Crouched as he was, Mason didn’t have the same dexterity as he usually did. The cascade of random items thrown at him mostly found their mark. Someone lost a pair of socks to the fire when they bounced off his face.
The food was ladled out into bowls. Jessup the horse, recovered by Mason, nickered softly. Muted conversation filled the early evening air as those gathered within it fell into an easy comfort with each other over a meal.
“This is really good,” Kell noted as he dipped bread brought to them by thankful townies into his stew.
“It is good,” Emily said as she sat down next to him, though he wasn’t sure she was talking about the food. “It’ll be even better when we can make it back in Haven. But then I think everything is better when you’re at home.”
It was a sentiment Kell couldn’t have agreed with more.
“Yeah,” he said, pausing to look up. The first stars of the evening were showing against the darkening sky. “Home is good.”
Epilogue One
Mason
“I can’t believe you declined the chance to have a long ride back to Haven together on a horse. A horse, Mason. It would have been so much fun,” Bobby said.
Mason chuckled. “Would have been a long walk, you mean. Jessup is good, but he’s not the Hercules of his species. We’re not featherweights, either of us. I think he likes the trailer. He does okay in there.”

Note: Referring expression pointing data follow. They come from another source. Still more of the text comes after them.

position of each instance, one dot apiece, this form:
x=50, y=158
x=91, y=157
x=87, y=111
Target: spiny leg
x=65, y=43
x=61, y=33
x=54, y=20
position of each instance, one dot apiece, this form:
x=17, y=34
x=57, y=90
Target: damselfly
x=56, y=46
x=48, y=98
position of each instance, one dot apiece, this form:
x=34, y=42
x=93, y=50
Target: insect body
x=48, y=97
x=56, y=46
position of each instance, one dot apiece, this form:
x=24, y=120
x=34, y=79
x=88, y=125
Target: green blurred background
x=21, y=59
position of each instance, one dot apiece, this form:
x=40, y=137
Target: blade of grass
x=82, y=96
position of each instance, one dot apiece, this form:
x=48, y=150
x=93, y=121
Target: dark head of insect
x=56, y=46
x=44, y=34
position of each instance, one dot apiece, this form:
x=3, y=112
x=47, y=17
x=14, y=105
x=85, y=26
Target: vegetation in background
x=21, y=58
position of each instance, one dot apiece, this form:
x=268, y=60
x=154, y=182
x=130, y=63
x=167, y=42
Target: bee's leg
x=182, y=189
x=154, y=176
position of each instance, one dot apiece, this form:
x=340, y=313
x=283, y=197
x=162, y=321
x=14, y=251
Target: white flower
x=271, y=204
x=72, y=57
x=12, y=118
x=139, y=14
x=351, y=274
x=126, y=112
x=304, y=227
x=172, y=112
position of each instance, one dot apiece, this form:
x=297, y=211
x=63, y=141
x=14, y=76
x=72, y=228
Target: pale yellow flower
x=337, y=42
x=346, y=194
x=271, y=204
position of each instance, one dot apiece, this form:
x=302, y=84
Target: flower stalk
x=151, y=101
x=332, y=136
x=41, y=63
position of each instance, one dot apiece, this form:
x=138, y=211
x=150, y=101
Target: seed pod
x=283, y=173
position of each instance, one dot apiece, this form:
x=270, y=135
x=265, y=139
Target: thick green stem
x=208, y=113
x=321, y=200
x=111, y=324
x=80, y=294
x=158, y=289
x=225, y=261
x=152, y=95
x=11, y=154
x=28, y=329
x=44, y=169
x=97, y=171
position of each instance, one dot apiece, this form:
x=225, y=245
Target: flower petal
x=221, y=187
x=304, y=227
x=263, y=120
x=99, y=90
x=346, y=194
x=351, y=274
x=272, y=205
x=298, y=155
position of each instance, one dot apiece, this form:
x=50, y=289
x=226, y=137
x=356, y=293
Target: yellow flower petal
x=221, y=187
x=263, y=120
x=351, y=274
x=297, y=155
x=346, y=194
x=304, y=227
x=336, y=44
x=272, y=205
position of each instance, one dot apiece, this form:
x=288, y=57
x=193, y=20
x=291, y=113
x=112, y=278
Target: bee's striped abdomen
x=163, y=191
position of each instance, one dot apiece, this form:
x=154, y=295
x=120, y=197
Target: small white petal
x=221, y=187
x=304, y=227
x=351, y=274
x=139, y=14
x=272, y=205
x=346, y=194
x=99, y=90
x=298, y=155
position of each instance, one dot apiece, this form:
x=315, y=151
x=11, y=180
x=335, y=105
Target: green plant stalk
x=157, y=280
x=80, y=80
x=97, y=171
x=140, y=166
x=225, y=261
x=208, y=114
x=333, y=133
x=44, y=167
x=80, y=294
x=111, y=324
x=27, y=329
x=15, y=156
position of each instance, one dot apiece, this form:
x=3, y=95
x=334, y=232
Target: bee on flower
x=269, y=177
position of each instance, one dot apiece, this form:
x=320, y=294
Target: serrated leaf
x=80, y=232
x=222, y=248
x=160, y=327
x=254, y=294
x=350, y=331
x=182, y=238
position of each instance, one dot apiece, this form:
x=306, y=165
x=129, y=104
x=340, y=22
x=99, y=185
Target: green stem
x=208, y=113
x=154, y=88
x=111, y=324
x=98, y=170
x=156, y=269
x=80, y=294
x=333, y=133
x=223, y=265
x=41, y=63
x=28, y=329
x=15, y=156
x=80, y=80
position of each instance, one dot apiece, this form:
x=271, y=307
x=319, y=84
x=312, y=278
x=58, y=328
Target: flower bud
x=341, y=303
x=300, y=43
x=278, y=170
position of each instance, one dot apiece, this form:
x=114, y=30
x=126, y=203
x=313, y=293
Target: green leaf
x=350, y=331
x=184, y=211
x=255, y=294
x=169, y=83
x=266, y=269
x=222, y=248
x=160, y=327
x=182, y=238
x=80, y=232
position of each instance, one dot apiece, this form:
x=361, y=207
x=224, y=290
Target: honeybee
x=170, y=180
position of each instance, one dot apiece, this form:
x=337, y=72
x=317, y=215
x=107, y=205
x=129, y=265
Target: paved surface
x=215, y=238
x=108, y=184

Bobby scowled at him, which would have been intimidating if Mason didn’t know him. “I offered to move to Haven for you. The least you could do in return is give me a little romance here.”
Mason laughed out loud. “You’ve had to too easy for too long. Traveling in the open isn’t romantic. It’s a desperate struggle for survival. And I call bullshit on the idea of you coming to Haven for me. You were on the fence until someone from the group told you we have a burger joint.”
He knew Bobby wasn’t serious. The endless ride home simply wore on them. Joking arguments were one way to fill the space between long bouts of irritating music chosen by other people in the convoy and the awful books on CD preferred by a few others in the transport. Mason enjoyed the bickering. It was good fun and not unlike combat, just without stab wounds. The back and forth of it kept his mind alert and fresh.
And it was fun. Mason couldn’t remember the last time he had fun. Bobby made him feel better. It was as simple as that. In specific ways and generally, just better.
Despite the common impression people had about him, Mason was just as susceptible to the long-term traumas the world piled onto people. He dealt with pain better in the short term than most, but just because the wounds closed quickly didn’t mean the scars weren’t there.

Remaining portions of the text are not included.